There are highlights among the dates on the coming football schedules for Utah and BYU, dates that promise all kinds of excitement and anticipation. Question is: Which weekend will be the absolute best?

It’s a question for the combination of both programs, both teams, both fan bases, centering on one weekend in which each of the two teams are engaged, when everyone will be most energized. There’s no real wrong answer, and there are different ways of looking at it.

Scattered throughout the entire season, with only a couple of exceptions, the Utes have intriguing matchups — on account of a Pac-12 slate that is as fascinating as it is unrelenting. The fact that Utah football has grown to the point where it has a good chance of winning on any of these dates, taken individually, against any of these opponents, making nearly all of their games fun to look forward to is a compliment to the program. The whole of it all, totaled together, the collective challenge faced, makes the Utes’ achievements, whatever they will be, that much more impressive.

BYU, on the other hand, is still trying — and failing — to duplicate that same kind of week-by-week measure. What the Cougars have done is commendable. There are some nice opponents in 2017. It’s an advancement from most of the independent schedules of the past and the Mountain West challenges, mixed as they were with a couple of biggies, of decades gone by. But it remains front-loaded, sadly dropping off after the season’s first half.

Which forces candidates for the best collective weekend to come from September and the initial two weeks of October. After Oct. 14th, BYU doesn’t hold up its end of the deal, facing in successive weeks: East Carolina, San Jose State, Fresno State, UNLV, UMass, and Hawaii. It starts the season with Portland State.

The only comparable, competitively-deprived spots on Utah’s schedule come in weeks one and three.

In their second game, the Cougars have an enormous challenge in facing LSU in Houston, but the Utes cancel that out with their season opener against North Dakota. On Sept. 16, when BYU plays host to Wisconsin, Utah messes that up with a game against San Jose State.

On Oct. 6, BYU plays host to Boise State at LaVell’s Place, while Utah goes against Stanford at Rice-Eccles on Oct. 7. That’s a stellar one-two punch for college football fans, red and blue, along the Wasatch. The Cougars’ annual match against the Broncos is transforming into a worthy regional rivalry. The Utes’ games against Stanford, in the years they’ve played, have been about as good as any games against any other conference opponent.
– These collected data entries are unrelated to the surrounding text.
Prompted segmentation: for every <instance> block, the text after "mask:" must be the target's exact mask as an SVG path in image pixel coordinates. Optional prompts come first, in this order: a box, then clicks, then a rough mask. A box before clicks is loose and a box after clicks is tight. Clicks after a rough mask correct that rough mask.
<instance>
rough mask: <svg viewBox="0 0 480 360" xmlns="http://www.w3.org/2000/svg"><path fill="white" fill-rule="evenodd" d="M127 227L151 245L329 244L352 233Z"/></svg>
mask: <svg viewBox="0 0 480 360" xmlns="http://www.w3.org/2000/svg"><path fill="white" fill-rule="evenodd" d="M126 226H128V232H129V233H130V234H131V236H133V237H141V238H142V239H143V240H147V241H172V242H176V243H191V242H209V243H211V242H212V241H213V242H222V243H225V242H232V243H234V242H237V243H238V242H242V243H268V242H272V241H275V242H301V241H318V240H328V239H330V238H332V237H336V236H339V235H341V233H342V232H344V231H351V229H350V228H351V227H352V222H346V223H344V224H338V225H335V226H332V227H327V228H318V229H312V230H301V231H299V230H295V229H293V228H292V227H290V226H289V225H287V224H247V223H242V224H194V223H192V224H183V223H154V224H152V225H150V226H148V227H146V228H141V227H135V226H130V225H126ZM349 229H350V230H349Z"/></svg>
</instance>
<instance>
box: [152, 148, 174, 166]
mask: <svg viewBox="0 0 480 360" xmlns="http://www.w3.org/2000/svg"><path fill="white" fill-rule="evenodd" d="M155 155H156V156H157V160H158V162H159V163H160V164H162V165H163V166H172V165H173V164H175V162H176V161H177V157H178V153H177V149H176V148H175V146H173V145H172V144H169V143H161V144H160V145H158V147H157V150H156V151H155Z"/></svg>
The following week is probably even better, although both games are on the road — Utah facing South division rival USC and BYU playing the SEC’s Mississippi State.

The meaning of the USC game is clear. Beyond the significant tradition of the Trojans, and all the pomp that comes with playing them, the matchup in this particular year makes it even more important. USC is thought to be one of the best teams in the country. These two teams were picked in the league’s preseason media poll to finish 1-2 in the South, and given that the Utes handled USC at Rice-Eccles last year, there will be ample motivation coming from both directions at the Coliseum.

BYU’s rematch with the Bulldogs, after that double-overtime win last season in Provo, is significant for a program still trying, after all these years, to elevate its standing, what with no power conference in which to compete. That adds so much more gravity to the Cougars’ early-season run against P5 teams.

Speaking of which, there’s only one other weekend to consider, at least in the combined sense …

Sept. 9th, when Utah travels to Provo to play BYU.

The game is now more important to the Cougars than the Utes, but not by much. It obviously does not mean a thing when it comes to Utah’s primary goal of winning the South and getting into the Pac-12 championship game.

On the other hand, what if the Utes don’t win a conference title? It’s an accomplishment that’s never happened and, so, if that’s the case again, what’s one more win or loss in league, whoever the opponent is?

On the other hand, what if the Utes were to run the table, or come close to doing that, as they have achieved in previous seasons, barreling toward some great end, gaining a high ranking, and then … stumbling and bumbling around in November? If that problem finally were put away, if Utah were to otherwise place itself in the lofty position of challenging for a playoff spot, but suffered a loss to BYU, that might be enough to cancel out the dream.

More than just that, the emotion of a century-old rivalry remains between schools that are a mere 50 miles apart, no matter what conference they do or don’t play in. It’s vogue smack talk for some Ute fans to say the BYU game doesn’t matter. Still, if the Utes lose to USC, they won’t have to hear about it from friends, neighbors and co-workers all year long. If they lose to the Cougars … well, they’d likely rather lay themselves down in the driveway and have the family Buick repeatedly driven over their kneecaps.

We already know how BYU fans feel about the game.

So what weekend of the coming season, in combo-pack form, is the biggest, the most anticipated?

Let’s ask it this way: What weekend, what opponent would fans of either team least want to lose or lose to?

The answer to the initial question: It’s Sept. 9.